Latijn en Grieks.com
Latijn en Grieks.com
Latijn en Grieks.com

Fortuna > Boek 3

Hoofdstuk 12, tekst 3D

1 Wat is dus deze geest? Hij die straalt door geen enkel goed behalve door zijn eigen goed. Wat is immers dwazer dan in een mens te prijzen wat van een ander is?

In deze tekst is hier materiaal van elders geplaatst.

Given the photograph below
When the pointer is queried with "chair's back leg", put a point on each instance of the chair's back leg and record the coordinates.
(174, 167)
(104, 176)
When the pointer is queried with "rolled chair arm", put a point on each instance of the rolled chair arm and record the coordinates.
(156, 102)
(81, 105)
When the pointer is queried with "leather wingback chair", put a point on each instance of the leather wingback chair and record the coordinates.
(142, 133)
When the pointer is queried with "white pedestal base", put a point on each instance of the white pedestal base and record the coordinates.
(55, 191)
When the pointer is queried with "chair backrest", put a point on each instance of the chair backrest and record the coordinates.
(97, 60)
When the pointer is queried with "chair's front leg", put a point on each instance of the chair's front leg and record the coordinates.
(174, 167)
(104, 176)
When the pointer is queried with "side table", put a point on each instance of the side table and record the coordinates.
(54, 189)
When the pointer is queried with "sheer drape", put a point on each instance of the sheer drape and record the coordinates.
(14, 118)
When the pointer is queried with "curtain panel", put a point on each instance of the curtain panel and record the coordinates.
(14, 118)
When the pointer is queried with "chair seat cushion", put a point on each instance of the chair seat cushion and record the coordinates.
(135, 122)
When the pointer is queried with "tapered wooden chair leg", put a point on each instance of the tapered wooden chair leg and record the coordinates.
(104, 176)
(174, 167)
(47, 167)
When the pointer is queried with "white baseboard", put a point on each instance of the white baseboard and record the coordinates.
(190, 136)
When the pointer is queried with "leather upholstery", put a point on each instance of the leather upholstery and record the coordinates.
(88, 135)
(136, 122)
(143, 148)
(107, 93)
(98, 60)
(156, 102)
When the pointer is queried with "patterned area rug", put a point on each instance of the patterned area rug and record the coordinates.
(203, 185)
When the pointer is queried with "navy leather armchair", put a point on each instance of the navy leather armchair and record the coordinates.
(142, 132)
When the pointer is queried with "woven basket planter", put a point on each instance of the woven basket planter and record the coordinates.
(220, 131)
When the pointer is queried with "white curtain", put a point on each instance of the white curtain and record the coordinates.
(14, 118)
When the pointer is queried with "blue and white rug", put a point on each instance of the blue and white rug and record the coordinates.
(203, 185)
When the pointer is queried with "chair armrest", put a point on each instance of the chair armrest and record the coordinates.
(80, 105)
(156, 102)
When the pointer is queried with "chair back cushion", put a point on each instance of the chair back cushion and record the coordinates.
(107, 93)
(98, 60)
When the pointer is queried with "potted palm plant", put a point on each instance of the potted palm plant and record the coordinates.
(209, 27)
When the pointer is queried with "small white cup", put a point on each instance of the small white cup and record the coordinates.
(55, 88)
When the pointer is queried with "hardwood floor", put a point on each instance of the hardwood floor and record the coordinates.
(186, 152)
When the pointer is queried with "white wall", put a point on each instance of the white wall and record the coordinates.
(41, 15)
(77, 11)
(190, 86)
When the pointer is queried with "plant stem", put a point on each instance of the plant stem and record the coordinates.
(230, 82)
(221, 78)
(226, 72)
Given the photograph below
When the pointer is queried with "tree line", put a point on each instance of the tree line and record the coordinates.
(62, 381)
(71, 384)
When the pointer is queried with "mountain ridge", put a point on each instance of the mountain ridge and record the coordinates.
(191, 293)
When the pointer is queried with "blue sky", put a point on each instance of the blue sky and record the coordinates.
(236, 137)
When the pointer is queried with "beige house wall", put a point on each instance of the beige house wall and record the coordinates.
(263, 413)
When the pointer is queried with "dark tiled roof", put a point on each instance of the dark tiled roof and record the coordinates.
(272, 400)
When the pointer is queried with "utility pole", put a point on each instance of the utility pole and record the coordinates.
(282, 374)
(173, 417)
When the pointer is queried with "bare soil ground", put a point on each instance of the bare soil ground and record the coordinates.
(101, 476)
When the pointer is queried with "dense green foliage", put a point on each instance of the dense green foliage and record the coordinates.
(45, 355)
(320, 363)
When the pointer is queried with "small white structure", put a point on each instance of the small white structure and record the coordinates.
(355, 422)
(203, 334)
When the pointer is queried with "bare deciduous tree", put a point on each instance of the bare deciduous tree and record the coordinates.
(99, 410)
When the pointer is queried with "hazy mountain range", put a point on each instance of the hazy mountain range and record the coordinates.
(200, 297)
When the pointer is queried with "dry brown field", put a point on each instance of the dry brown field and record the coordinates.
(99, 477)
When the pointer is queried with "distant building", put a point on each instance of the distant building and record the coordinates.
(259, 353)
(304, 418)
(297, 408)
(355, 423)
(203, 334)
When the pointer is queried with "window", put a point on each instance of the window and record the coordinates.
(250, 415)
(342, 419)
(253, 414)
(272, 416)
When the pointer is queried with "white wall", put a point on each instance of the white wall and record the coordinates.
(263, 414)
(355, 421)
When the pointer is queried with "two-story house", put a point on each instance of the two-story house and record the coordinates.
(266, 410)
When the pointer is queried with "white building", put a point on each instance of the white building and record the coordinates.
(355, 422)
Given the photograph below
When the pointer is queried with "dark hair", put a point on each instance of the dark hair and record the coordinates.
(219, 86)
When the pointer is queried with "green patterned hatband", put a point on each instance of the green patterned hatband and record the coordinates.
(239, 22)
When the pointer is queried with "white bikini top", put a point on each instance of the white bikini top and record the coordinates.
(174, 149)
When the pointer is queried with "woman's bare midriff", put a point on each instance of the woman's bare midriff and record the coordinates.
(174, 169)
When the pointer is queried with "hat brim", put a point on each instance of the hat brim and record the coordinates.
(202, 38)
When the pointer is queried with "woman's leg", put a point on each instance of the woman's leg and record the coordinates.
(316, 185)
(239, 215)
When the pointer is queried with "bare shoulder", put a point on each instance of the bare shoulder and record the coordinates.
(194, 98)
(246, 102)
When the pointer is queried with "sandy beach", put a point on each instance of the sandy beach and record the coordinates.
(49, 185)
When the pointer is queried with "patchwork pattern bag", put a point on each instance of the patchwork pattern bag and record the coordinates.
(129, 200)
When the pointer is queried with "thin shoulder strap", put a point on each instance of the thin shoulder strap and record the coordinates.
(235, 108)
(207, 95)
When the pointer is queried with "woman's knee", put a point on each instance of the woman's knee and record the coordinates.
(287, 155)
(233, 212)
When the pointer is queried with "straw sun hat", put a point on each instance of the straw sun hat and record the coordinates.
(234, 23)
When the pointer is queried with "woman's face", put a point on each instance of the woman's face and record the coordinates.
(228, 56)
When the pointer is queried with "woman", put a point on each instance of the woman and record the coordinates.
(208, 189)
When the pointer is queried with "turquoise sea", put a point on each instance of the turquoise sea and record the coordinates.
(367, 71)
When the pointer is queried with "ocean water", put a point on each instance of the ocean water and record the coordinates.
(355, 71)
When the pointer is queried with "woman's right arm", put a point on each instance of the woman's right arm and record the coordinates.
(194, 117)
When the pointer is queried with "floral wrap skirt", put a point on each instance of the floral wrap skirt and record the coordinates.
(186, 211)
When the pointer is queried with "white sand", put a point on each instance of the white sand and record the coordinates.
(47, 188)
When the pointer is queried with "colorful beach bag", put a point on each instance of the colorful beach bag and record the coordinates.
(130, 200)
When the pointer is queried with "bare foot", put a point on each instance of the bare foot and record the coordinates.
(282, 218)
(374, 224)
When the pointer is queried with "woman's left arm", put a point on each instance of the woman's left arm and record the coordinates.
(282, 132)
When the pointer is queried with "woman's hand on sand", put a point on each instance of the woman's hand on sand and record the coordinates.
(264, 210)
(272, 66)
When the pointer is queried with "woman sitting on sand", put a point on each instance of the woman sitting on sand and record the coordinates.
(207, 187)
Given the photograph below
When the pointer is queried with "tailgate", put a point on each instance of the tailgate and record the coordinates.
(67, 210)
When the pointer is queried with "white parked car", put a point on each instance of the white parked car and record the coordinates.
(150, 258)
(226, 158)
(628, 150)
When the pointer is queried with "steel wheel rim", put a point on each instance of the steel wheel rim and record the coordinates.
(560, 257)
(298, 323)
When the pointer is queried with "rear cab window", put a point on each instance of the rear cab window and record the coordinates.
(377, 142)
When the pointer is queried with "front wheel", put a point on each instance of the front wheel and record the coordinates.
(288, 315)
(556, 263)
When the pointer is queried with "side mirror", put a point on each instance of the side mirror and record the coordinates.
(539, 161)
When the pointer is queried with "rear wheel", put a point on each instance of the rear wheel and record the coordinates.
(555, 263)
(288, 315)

Wat is onzinniger dan hij die die dingen bewondert die op een ander onmiddellijk kunnen worden overgedragen? Niet maken gouden teugels een paard beter, het maakt verschil of een leeuw met vergulde manen naar de arena wordt gestuurd, terwijl hij wordt betast en, vermoeid, gedwongen wordt tot het geduld om de versiering te accepteren, dan wel een niet opgetuigde leeuw, met een ongeschonden geest: deze, natuurlijk onstuimig, zodanig als 5 de natuur wilde dat hij is, prachtig door zijn grimmigheid, waarvan dit zijn charme is, namelijk dat hij niet zonder angst kan worden aanschouwd, verdient de voorkeur boven die matte en met goud versierde (leeuw).
Niemand moet zich beroemen tenzij op datgene wat van hemzelf is. Wij prijzen een wijnstok als hij met zijn vruchten de wijnranken overlaadt, als hij door het gewicht van die dingen die hij heeft gedragen, de stutten zelf naar de grond omvertrekt: iemand zou toch niet boven deze (wijnstok) die wijnstok verkiezen, waaraan gouden druiven, gouden takken hangen? De eigen deugd bij een wijnstok is de vruchtbaarheid: ook in een mens moet dit geprezen worden, dat van hemzelf is. 10 Hij heeft mooi personeel en een mooi huis, hij zaait veel, hij leent veel geld uit tegen rente: niets van deze dingen is in hemzelf, maar rondom hemzelf.
Prijs in hem wat noch kan worden ontrukt (afgenomen), noch gegeven kan worden, wat eigen is aan de mens. Je vraagt wat dat is? De geest en de volmaakte rede in de geest. De mens is immers een met rede begaafd wezen. Het goede van hem wordt dus geperfectioneerd als hij datgene heeft vervuld waarvoor hij wordt geboren.